Mais n’est pas de Gaulle qui veut.

Le gouvernement ne comprend pas que s’il y a autant de manifestants, si la base déborde les leaders syndicaux, si 20% des électeurs de droite soutiennent le mouvement, c’est bien parce qu’ils condamnent tous non seulement la politique menée mais l’arrogance et le mépris du peuple qui l’accompagnent.

Pourquoi en effet, si le Président tenait tant à faire adopter sa réforme des retraites s’emploierait-t-il systématiquement à fermer la porte aux mains tendues des uns ou des autres ? Quand la CFDT propose de conserver la retraite à taux plein à 65 ans comme beaucoup de leaders politiques l’ont demandé (François Bayrou, Dominique de Villepin et moi-même), pourquoi le Président et le Premier Ministre ne saisissent-t-ils pas l’occasion ?

Faut-il être vraiment inconscient pour, la veille des manifestations, dire avec arrogance : « cela ne changera rien ». De même, comment laisser Eric Woerth qui ment systématiquement sur l’affaire Bettencourt et dont la proximité avec les puissances d’argent est un fait avéré, demeurer ministre des Affaires Sociales ?

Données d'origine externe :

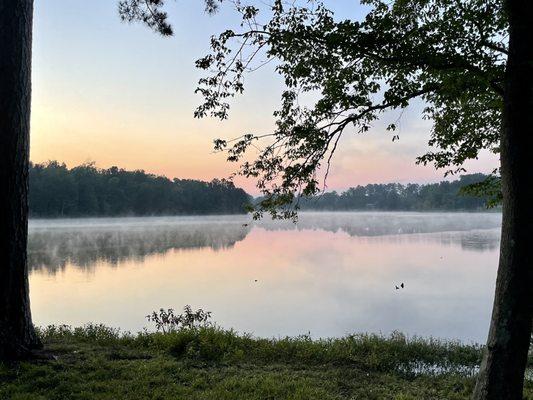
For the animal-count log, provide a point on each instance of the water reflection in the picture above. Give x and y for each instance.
(331, 274)
(53, 244)
(85, 243)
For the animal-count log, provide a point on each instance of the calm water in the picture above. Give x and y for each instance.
(331, 274)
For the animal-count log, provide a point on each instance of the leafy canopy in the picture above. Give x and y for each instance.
(451, 54)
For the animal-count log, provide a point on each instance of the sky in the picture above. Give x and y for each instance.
(119, 94)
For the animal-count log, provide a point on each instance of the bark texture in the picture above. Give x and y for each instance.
(502, 371)
(17, 336)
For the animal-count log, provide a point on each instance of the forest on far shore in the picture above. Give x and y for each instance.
(441, 196)
(85, 190)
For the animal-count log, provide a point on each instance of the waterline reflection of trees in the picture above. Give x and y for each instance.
(53, 249)
(83, 243)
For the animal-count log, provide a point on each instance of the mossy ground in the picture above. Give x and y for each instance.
(210, 363)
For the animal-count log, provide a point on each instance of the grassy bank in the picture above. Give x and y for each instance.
(96, 362)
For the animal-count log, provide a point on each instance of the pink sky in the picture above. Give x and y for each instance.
(119, 95)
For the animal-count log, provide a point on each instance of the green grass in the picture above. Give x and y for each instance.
(96, 362)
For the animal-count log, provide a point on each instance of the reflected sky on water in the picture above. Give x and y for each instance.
(330, 274)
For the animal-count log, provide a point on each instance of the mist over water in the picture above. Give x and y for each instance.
(330, 274)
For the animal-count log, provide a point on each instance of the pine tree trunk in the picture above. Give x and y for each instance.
(502, 371)
(17, 336)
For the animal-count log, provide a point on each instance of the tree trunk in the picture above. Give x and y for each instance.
(17, 336)
(502, 371)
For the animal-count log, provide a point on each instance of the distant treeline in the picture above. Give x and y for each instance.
(394, 196)
(59, 191)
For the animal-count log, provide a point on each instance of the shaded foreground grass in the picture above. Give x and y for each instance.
(96, 362)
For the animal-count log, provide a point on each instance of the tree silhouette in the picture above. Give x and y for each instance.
(469, 61)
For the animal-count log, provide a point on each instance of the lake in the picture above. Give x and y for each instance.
(329, 275)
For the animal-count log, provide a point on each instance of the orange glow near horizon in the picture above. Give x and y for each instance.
(119, 95)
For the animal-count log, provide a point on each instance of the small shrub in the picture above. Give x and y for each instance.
(166, 321)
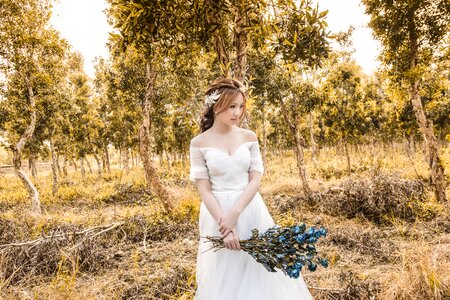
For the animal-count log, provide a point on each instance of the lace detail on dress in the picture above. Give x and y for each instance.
(198, 165)
(256, 163)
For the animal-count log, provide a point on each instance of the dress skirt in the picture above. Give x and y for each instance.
(235, 275)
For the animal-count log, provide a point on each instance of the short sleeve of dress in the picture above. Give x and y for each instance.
(256, 163)
(198, 168)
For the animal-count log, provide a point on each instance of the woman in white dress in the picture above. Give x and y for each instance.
(227, 167)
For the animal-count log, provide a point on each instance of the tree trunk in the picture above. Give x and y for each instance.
(32, 165)
(299, 142)
(57, 164)
(89, 165)
(347, 156)
(65, 165)
(133, 163)
(83, 172)
(313, 141)
(220, 48)
(125, 160)
(168, 160)
(240, 42)
(301, 162)
(99, 165)
(74, 163)
(17, 151)
(264, 133)
(426, 128)
(151, 175)
(54, 168)
(108, 164)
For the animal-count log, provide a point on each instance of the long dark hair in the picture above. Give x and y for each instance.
(228, 89)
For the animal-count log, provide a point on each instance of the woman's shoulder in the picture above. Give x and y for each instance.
(196, 141)
(249, 135)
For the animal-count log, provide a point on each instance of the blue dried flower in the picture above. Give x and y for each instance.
(300, 238)
(310, 248)
(293, 273)
(282, 248)
(310, 231)
(312, 240)
(323, 262)
(298, 266)
(312, 267)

En vérité, le Président, son Premier Ministre et son gouvernement jouent la crise car ils croient pouvoir en profiter sans imaginer la profondeur de la colère populaire qui gronde.

Cette affaire des retraites est aussi explosive car, pour la première fois, le gouvernement présente l’addition aux Français d’une politique économique suicidaire, que ces derniers n’ont jamais approuvée mais dont ils ne voyaient pas jusqu’à maintenant les conséquences douloureuses.

Le Parti socialiste et les syndicats critiquent cette réforme mais ils ne veulent pas non plus voir davantage, comme l’UMP, les causes de l’échec, les causes du chômage de masse. En acceptant la soumission de notre pays à des instances supranationales qui maintiennent l’euro surévalué, qui imposent un libre échange déloyal, qui détricotent tous les services publics.

Le vrai débat, bien sûr, devrait concerner cette politique car le choix est très simple aujourd’hui. Soit ils la poursuivent, et après la réforme des retraites il faudra passer à la réforme de la Sécurité Sociale, puis à celle du droit du travail, puis à celle des minima sociaux, soit nous libérons la France de ses contraintes artificielles, grâce à la sortie de l’euro, à l’investissement dans l’avenir et à notre propre voie de développement.